Sunday 1 March 2020

The Age of Buttons.

I’m becoming increasingly concerned at the extent to which technology is taking over the affairs of modern life – often with maddening inadequacy and frequent dysfunction – and in so doing, usurping the human touch which is the lifeblood of the human experience. I’ve had several experiences of this in the past week alone, and it seems to be getting worse.

Take Outlook email, for example. When you get an email now, it comes with a selection of three buttons which you can use to send a stock reply. Mel sent me one recently which said ‘I’ve paid that £100 back into your account.’ My first inclination was to reply ‘OK, thanks,’ and do you know what? There was a button which said OK, thanks. Did I use it? Most certainly I didn’t. I clicked the reply arrow and typed ‘OK, thanks.’ If I have something to say to somebody, I’ll say it myself. I find it nothing less than offensive to allow some damn machine to say it for me.

But then I wondered how their algorithm comes up with the stock replies. Let’s suppose I get an email from some young woman acquaintance which says:

Oh Jeffrey; dearest, dearest Jeffrey.
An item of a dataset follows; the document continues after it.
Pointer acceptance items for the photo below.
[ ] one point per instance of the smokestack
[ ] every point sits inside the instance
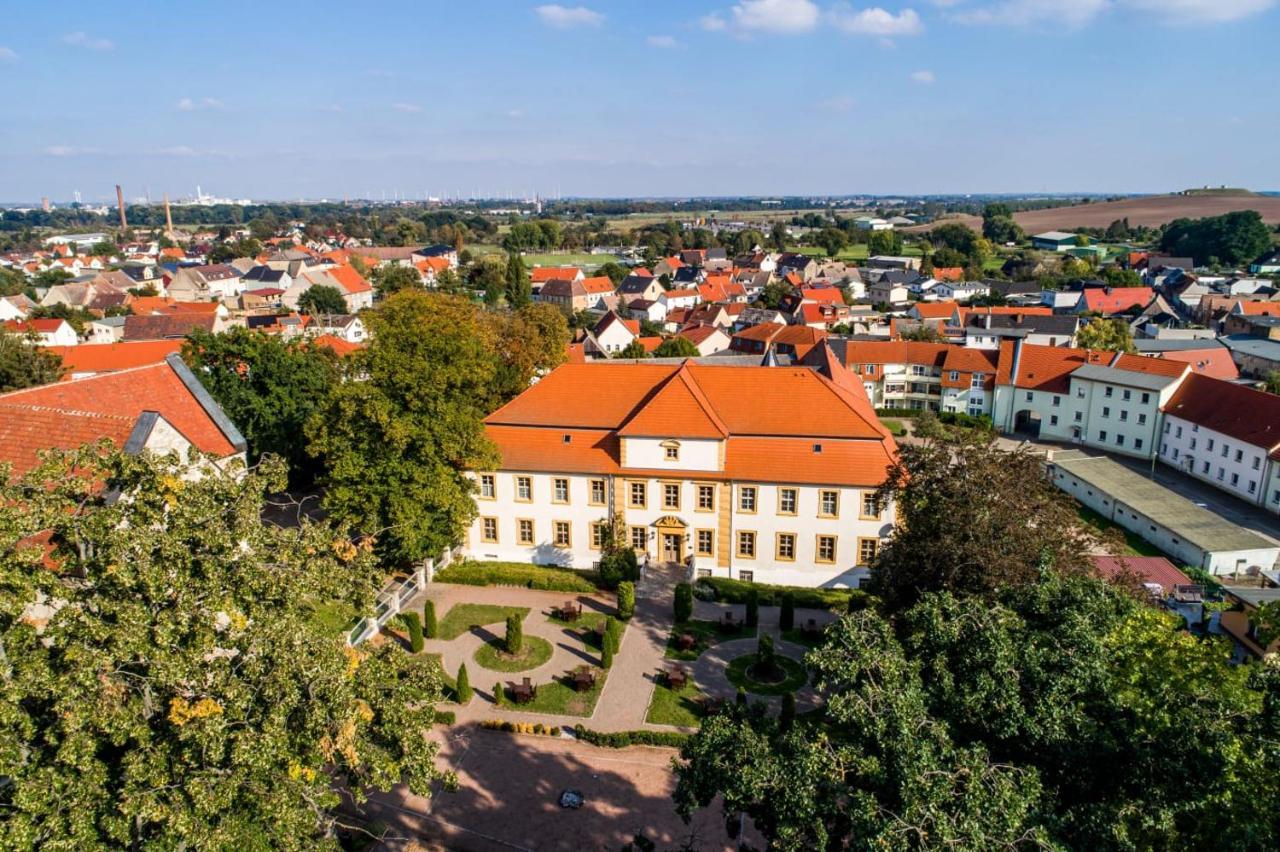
(119, 201)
Oh my oh my. Oh my God. Oh my giddy aunt.

 I had to write to thank you for the magical time we spent together last night. You are a prince among men, my dear. Did I say prince? Nay, a king… an emperor even. A wingèd angel clothed in gold samite. To call you an avatar would do you scant justice.

Never in my life has my womanhood been kindled to such blazing passion. Never has the most stringently guarded part of my inner self been rent asunder by a presence of such velvet-clad power. Never has my very soul been so massaged and taken to heavenly realms by the lord of all there is to survey there.

Please be mine forever, my darling J. If you deny me this, I fear I cannot live. Reply to me upon the instant while my poor heart still beats fretfully in expectation.

Your Abigail, alive or not as you command.

Would I still get a button which says ‘OK, thanks’?